In some departments, such courses aren’t only prevalent but required. Take UNC’s School of Education, where the B.A.Ed. program requires all students to take a “diversity/equity focus course.” Among these are “Identity and Sexuality,” “Social Justice in Education,” and “Nurturing Latinx Identity Formation.”

This pervasive academic slant has grave implications for the future of the United States. Students graduating from schools such as UNC ought to understand their history, culture, and institutions well enough to become the stewards of their community, state, and country. In the words of Thomas Jefferson, founder of the University of Virginia,

It is [our] duty … to pay especial attention to the principles of government which shall be inculcated [at the university], and to provide that none shall be inculcated which are incompatible with those on which the Constitutions of this State, and of the United States were genuinely based, in the common opinion; and for this purpose it may be necessary to point out specially where these principles are to be found legitimately developed.

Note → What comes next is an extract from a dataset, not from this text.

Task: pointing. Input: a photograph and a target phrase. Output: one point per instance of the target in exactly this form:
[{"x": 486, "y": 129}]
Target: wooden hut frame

Jefferson suggests that studying the works of men such as Locke and Sidney, texts such as “The Federalist” and the Declaration of Independence, and statesmen like George Washington should provide the curricular foundation for public higher education. I fear that we may now be inculcating, as Jefferson warned against, principles that are “incompatible with those on which the Constitutions of this State, and of the United States were genuinely based.” While it is, of course, crucial that students acquire the tools to evaluate their history, values, and political and cultural assumptions rigorously, we must not allow the modern academic fad of American self-contempt to displace the very foundational teachings that we wish to critique constructively.

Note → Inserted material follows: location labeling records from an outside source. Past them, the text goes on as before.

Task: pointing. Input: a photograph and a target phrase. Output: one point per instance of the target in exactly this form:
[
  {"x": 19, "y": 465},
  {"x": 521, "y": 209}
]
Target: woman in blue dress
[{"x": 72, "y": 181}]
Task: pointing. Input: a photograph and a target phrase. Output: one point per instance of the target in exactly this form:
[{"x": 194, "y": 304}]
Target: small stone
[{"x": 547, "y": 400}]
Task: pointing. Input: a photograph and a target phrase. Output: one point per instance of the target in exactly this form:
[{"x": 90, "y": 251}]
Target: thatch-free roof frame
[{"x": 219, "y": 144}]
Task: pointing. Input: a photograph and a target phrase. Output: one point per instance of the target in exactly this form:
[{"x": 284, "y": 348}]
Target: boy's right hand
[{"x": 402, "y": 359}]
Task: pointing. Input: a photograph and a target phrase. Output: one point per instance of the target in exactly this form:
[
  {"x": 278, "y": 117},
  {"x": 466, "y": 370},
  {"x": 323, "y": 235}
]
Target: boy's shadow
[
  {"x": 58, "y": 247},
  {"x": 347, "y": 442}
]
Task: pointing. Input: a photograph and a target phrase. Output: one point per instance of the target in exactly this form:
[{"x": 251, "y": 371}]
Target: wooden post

The infusion of “intersectionality” makes graduates less able to engage in dialogue and debate.The miracle of Western higher education has been its success as an engine for solving some of humanity’s most complex problems. The departments that have corrupted once-noble subjects with critical theory and postmodernism—particularly the “studies” departments—have excelled primarily in their ability to create problems for humanity. The infusion of intersectionality, which teaches students to analyze issues through the lens of gender, race, and class, into countless academic disciplines makes graduates more divided, more authoritarian, and less able to engage in dialogue and debate. Campus censorship is on the rise as free speech is attacked in the name of social justice, and race relations have been plummeting for a decade. Americans today have a distorted view of their own history and lack basic civic knowledge.

There may still be time for an academic course correction. Public higher-education institutions such as UNC are responsible for educating the citizens who fund their operations, and UNC must answer to North Carolinians’ representatives. Stakeholders should demand transparency and ensure that hiring committees aren’t discriminating against dissenting professors. They should demand that their universities once again prioritize their raison d’être: preparing the people of the state to participate in leadership, business, research, and service. Students should learn to be discerning customers and avoid vacuous classes. Professors should advocate for academic rigor and against mindless activism.

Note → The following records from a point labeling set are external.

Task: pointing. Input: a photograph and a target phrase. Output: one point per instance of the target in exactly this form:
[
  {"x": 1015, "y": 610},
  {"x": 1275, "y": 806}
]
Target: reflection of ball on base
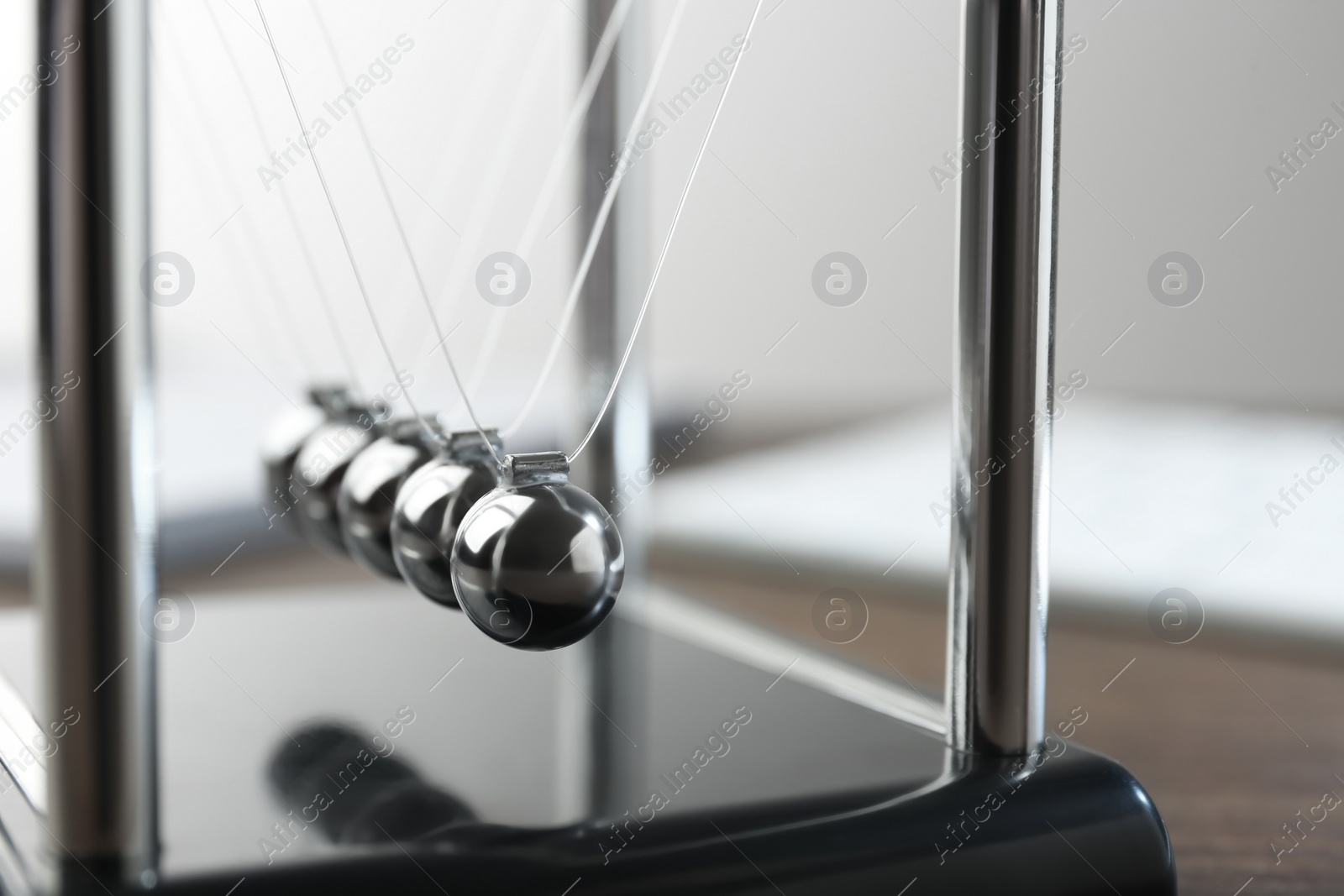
[
  {"x": 538, "y": 563},
  {"x": 432, "y": 506}
]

Forthcoming programs such as UNC’s School of Civic Life and Leadership paint a promising picture for the institution’s future. Despite pushback from entrenched defenders of the status quo, the new school promises to provide spaces for students to have open, intellectual discussions about politics, civic engagement, history, social and natural science, and more. Perhaps the new school will provide a blueprint for the rest of the institution and for the UNC System as a whole. The future success of higher education depends on whether institutions can reestablish themselves as effective centers of research, civic development, and dissemination of the knowledge that provides the foundation for our society.

Harrington Shaw is an intern at the James G. Martin Center for Academic Renewal and a senior studying economics and philosophy at UNC-Chapel Hill.